BRL: watching month-end currency futures for next trend
Flows in USDBRL toward month-end are telling as market liquidity tends to be concentrated on the front month contract. The Central Bank of Brazil (BCB) has a short USD 4.7bn futures position maturing this week. The market has been awaiting the BCB’s action to gauge their thoughts about the FX rate. If the BCB were to roll the full amount (i.e. sell USD at a future date, the market would interpret this as BRL positive). If BCB lets this position expire then it would indicate that the authorities have a near term floor for USDBRL. Our view remains that improving economic data should make the authorities more comfortable with USDBRL breaking below 2.00 and investors appear to be slowly converging to this view. Anecdotally, it appears hedge funds are letting their long USD positions expire and real money investors remain bullish BRL. Watch for upcoming economic data for signs of the incipient 2H economic recovery (IP and PMI on 1st August).

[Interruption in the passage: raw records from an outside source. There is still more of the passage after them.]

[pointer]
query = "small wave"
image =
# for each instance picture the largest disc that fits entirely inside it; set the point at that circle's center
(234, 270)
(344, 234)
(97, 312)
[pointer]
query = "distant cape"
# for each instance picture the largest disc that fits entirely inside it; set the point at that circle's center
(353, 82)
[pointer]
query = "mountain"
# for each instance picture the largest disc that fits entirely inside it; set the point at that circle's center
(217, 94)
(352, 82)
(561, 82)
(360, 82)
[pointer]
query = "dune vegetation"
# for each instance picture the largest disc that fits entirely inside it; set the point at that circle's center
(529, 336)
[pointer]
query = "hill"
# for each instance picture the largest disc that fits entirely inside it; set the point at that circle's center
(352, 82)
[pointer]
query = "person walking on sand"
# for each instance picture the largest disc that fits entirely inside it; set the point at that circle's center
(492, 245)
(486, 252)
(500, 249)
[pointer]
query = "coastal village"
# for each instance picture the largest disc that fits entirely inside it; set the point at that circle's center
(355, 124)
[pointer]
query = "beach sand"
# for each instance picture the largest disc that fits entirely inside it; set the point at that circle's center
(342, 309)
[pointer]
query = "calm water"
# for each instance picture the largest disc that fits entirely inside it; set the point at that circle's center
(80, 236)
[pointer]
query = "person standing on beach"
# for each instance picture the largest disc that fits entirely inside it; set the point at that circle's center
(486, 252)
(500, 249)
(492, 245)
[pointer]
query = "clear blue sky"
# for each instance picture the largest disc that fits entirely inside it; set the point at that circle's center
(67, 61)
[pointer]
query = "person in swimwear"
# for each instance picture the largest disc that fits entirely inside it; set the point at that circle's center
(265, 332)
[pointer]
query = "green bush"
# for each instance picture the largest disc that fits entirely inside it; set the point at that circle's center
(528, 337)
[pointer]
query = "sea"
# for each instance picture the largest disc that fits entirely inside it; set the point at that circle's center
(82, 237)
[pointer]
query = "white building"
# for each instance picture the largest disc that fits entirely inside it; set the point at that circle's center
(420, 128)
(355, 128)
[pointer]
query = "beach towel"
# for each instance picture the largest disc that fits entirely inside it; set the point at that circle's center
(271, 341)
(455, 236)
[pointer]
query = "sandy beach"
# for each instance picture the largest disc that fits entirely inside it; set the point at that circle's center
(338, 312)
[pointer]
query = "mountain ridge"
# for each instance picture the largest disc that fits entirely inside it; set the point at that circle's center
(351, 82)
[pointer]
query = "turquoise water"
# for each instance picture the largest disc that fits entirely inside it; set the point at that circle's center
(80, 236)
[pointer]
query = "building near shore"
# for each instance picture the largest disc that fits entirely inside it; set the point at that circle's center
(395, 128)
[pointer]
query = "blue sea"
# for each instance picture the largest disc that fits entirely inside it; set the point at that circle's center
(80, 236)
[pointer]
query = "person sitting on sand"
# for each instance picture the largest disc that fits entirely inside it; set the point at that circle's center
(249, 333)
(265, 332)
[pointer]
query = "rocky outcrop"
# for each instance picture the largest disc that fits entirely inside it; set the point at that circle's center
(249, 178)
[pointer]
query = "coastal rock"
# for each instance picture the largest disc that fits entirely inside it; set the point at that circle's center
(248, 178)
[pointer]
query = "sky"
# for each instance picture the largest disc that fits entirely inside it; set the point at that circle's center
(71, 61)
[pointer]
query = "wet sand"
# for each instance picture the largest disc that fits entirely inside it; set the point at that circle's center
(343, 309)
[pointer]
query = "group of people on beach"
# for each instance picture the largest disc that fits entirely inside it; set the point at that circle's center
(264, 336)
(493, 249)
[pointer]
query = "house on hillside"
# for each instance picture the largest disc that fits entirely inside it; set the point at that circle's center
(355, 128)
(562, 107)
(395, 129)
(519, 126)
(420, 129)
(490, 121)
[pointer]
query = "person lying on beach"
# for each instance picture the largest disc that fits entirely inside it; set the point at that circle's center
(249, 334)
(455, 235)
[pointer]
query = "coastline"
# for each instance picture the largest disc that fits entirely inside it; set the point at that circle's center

CNY: expecting growth to accelerate in H2
The People’s Bank of China fixed the onshore USDCNY mid rate higher for 4 consecutive days, surging to a YTD high midweek. The fix did ease off into the weekend and against this backdrop we do not foresee CNY weakening significantly in the near term. We expect the Chinese economy to bottom out and growth to accelerate in the second half of the year, as the Flash PMI edged higher to 49.5 from 48.2 in June. The effects of a number of recent government policies to boost the economy seem to be filtering through. China has cut the RRR three times since the end of last year and also cut the benchmark lending and deposit rates twice since June. It has also increased loan growth, relaxed housing prices control, and embarked on new infrastructure projects across the country. The impending leadership transition also means that the top decision-making body in China is likely to focus on smoothing the handover with steady economic growth. Additional growth data this week includes PMI numbers.